There are several ways to automate this :
- static analysis ;
- emulation ;
- instrumentation ;
- debugging.
I attempted to emulate the code using Unicorn, but I encountered an issue where Unicorn would not properly handle XMM
registers. Plus, it also turned out that a valid unicorn script would take up too long to complete, since decryption process goes through quite a lot of instructions.
I gave up unicorn and tried miasm, but miasm cannot handle aesenc
/aesdec
instructions.
I ended up using gdb/peda to automate the execution. Here is the resulting script:
def parse_instruction(line) -> Tuple[str, str, str]:
line = line.split()
addr, instr, args = line[0][:-1], line[1], line[2] if len(line) > 2 else None
return addr, instr, args
def get_current_ins() -> str:
return peda.current_inst(peda.getreg("rip"))[1].split()[0]
def get_xmm(reg) -> int:
out = peda.execute_redirect(f'p ${reg}.uint128')
val = int(out.split()[2], 16)
if val == 0:
return 0
hexval = hex(val)[2:].zfill(32)
return int.from_bytes(bytes.fromhex(hexval), 'little')
def set_xmm(reg, bytes):
peda.execute(f'set ${reg}.v={hex(int.from_bytes(bytes,"big"))}')
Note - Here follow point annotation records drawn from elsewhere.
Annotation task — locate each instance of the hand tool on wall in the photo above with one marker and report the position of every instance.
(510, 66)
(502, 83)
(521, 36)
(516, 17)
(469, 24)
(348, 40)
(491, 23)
def setup_bp_from_disassembly(relevant_instructions: list, ret_on_first_match = False):
rip = peda.getreg("rip")
out = peda.disassemble(hex(rip), hex(rip+0x200))
lines = out.splitlines()
for i, line in enumerate(lines):
addr, instr, args = parse_instruction(line)
if instr in relevant_instructions:
peda.execute(f'break *{addr}')
if ret_on_first_match:
return
def setup():
peda.execute('peda set option context ""')
peda.execute('peda set option clearscr off')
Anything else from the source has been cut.